Saturday night I learned that a blog post I wrote won a Colorado Authors League award. When I heard the news, I felt happy and embarrassed at the same time. Let me explain.
The post is titled “Lame History Classes, Meeting O.J. and My Reckoning with Racism.”
I wrote it in June 2020, three weeks after the tragic death of George Floyd. Along with sharing excerpts from my journal about exploring my own background with racism, I affirmed my hope to be a better advocate for racial equality.
Fast forward to June of 2021. I read an article by Thesaurus.com entitled “7 Words to Stop Using in 2021” and realized with a sick feeling that one of the words appears in my blog post headline: lame. I had used the word in its contemporary context to describe my whitewashed junior high history classes.

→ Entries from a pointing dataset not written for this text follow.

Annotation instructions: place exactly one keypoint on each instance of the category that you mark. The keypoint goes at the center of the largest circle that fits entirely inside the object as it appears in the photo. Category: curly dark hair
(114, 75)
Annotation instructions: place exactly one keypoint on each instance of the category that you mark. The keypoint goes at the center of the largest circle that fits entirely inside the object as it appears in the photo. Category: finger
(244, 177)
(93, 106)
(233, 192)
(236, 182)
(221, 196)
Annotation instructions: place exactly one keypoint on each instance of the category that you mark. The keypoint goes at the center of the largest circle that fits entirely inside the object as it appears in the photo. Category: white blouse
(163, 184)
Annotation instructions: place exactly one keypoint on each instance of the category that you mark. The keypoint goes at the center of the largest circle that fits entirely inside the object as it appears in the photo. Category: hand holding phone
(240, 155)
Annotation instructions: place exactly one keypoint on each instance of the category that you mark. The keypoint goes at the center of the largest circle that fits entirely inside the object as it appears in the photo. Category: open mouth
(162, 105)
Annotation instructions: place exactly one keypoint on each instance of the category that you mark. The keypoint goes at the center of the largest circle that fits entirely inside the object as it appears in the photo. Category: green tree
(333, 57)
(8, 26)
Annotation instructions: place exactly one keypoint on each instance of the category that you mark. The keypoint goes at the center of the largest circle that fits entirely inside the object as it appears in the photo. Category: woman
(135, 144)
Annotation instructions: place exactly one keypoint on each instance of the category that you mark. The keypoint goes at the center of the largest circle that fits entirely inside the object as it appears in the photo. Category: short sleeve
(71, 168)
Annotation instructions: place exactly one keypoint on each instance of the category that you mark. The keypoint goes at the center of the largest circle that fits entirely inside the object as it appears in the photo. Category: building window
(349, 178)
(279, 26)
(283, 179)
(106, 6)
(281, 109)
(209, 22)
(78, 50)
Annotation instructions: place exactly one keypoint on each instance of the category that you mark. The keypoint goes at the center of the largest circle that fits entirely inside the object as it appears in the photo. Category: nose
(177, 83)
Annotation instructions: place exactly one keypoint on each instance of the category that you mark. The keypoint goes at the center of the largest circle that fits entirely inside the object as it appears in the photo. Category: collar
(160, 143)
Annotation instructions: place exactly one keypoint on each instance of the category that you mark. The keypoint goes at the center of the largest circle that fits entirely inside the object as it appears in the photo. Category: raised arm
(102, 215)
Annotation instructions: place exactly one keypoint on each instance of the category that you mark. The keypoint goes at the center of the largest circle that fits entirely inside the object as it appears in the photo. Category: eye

But now I know that “lame” is a word that can feel hurtful, much like the word “retarded.”
In retrospect, “biased,” “one-sided,” or even “lousy” would have been more precise, kinder word choices to describe my history classes.
I apologize, and cringe knowing that I chose a word that’s considered ableist (language that marginalizes the disabled community).
The past year has brought many opportunities to broaden my perspectives, and I’m certain more reckonings lie ahead.
Words matter, more than ever, and I clearly still have a lot to learn.
Thank you for your grace,
P.S. The other finalists for this year’s Colorado Authors League blog award wrote such wonderful posts, with no offending words. I know you’ll enjoy reading “Mudlarking” by Sheri Cobb South and “An Elegant Haunt” by Buffy Gilfoil.